The warnings about lifting Title 42 have been voiced most loudly by two groups of senators.
One group consists of senators in competitive battles for reelection: Sens. Maggie Hassan (D-N.H.), Mark Kelly (D-Ariz.), Catherine Cortez Masto (D-Nev.) and Raphael Warnock (D-Ga.).
The other is a trio of moderates: Sens. Joe Manchin (D-W.Va.), Kyrsten Sinema (D-Ariz.) and Jon Tester (D-Mont.).
Kelly has described the idea of ending Title 42 as “wrong” while Manchin has called it “frightening.” Others like Warnock and Cortez Masto have focused on the timing and what they see as a lack of proper preparation for the expected surge.

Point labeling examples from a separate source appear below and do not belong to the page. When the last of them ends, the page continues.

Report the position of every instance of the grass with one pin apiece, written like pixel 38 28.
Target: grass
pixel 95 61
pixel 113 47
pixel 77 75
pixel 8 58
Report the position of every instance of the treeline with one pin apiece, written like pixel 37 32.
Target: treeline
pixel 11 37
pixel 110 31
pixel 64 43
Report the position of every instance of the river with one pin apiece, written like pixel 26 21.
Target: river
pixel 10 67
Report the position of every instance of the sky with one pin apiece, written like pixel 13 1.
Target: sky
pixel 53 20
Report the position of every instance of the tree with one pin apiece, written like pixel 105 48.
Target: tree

Even key Biden allies such as Sen. Chris Coons (D-Del.) have expressed concern. Appearing on CBS’s “Face the Nation” last weekend Coons cited rising COVID-19 infections in his home region and said of ending Title 42 that he hoped the decision would be “reconsidered appropriately.”
Republicans, meanwhile, have been piling on, accusing the Biden administration of being responsible for what Sen. Ted Cruz (R-Texas) has termed a “catastrophe” when it comes to border security.

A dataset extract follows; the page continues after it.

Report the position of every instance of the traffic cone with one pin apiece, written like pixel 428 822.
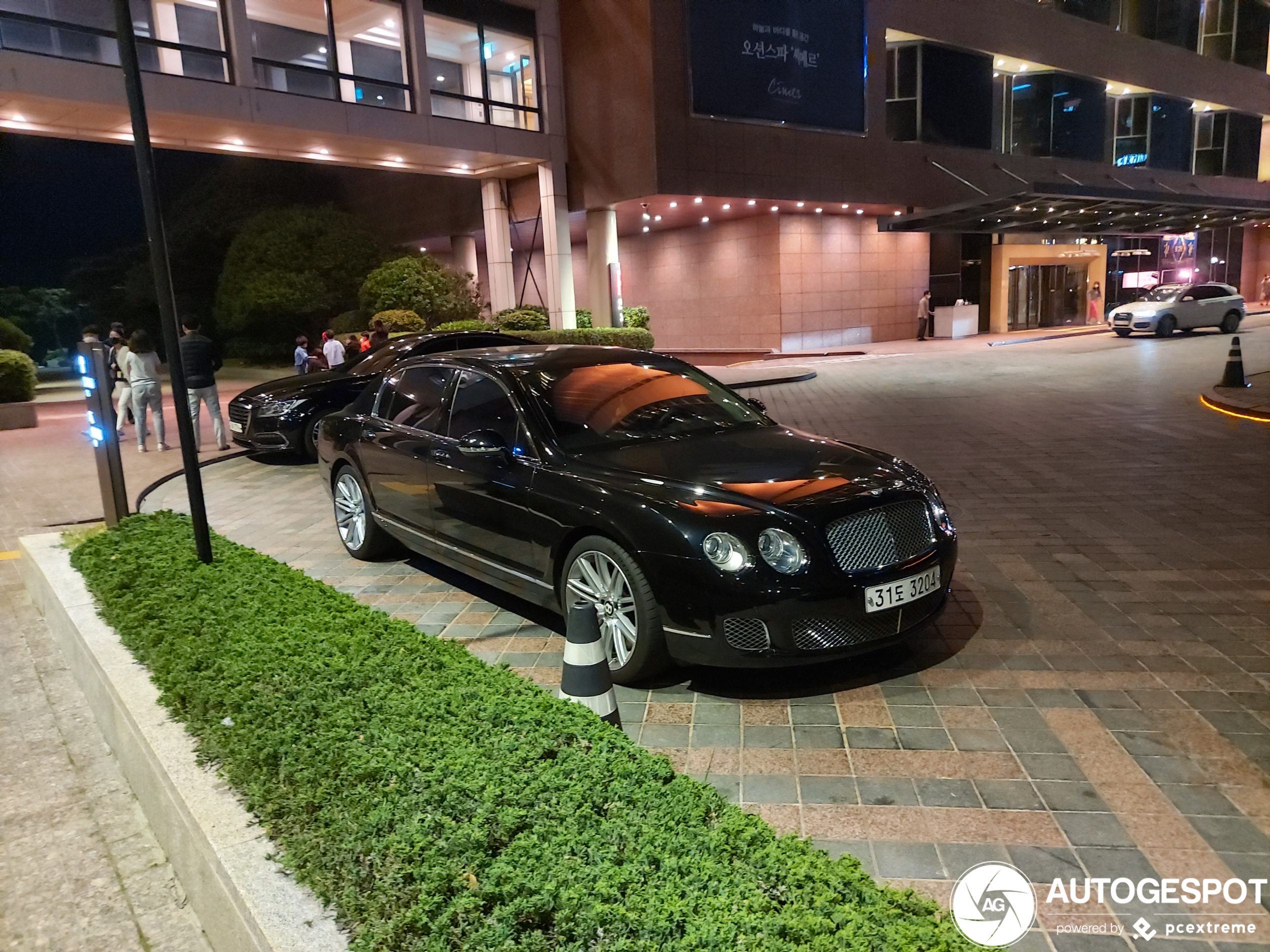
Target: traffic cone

Biden has little political capital to draw on when it comes to immigration. A CBS News/YouGov poll earlier this month showed his handling of the topic winning the approval of just 38 percent of adults, and the disapproval of 62 percent.
Fifty-two percent of adults in the poll believed that the administration “should be tougher” on migrants trying to cross the border. More than one-in-four Democrats held this view.
Meanwhile, the complications keep piling up for the president.
On Thursday, more than 20 states asked a federal judge to immediately bar the Biden administration from lifting Title 42.
Earlier in the day, Biden had to clean up a confusing answer he had given to a reporter’s question, in which he appeared to conflate Title 42 with the separate issue of the federal mask mandate for air passengers and other travelers.
Those are the kinds of modest missteps that Biden can’t afford as the knot around Title 42 grows harder to unpick.
Meanwhile, even advocates of removing Title 42 look warily toward the midterms.
Some also look back at how the issue might have been handled very differently.
“The idea of ‘Let’s wait until the springtime of an election year to do this tricky thing that is going to cause divisions in our party!’” Sharry complained. “It was never going to be easy for the administration to do this, which is why they should have ripped the Band-Aid off early.”
The Memo is a reported column by Niall Stanage.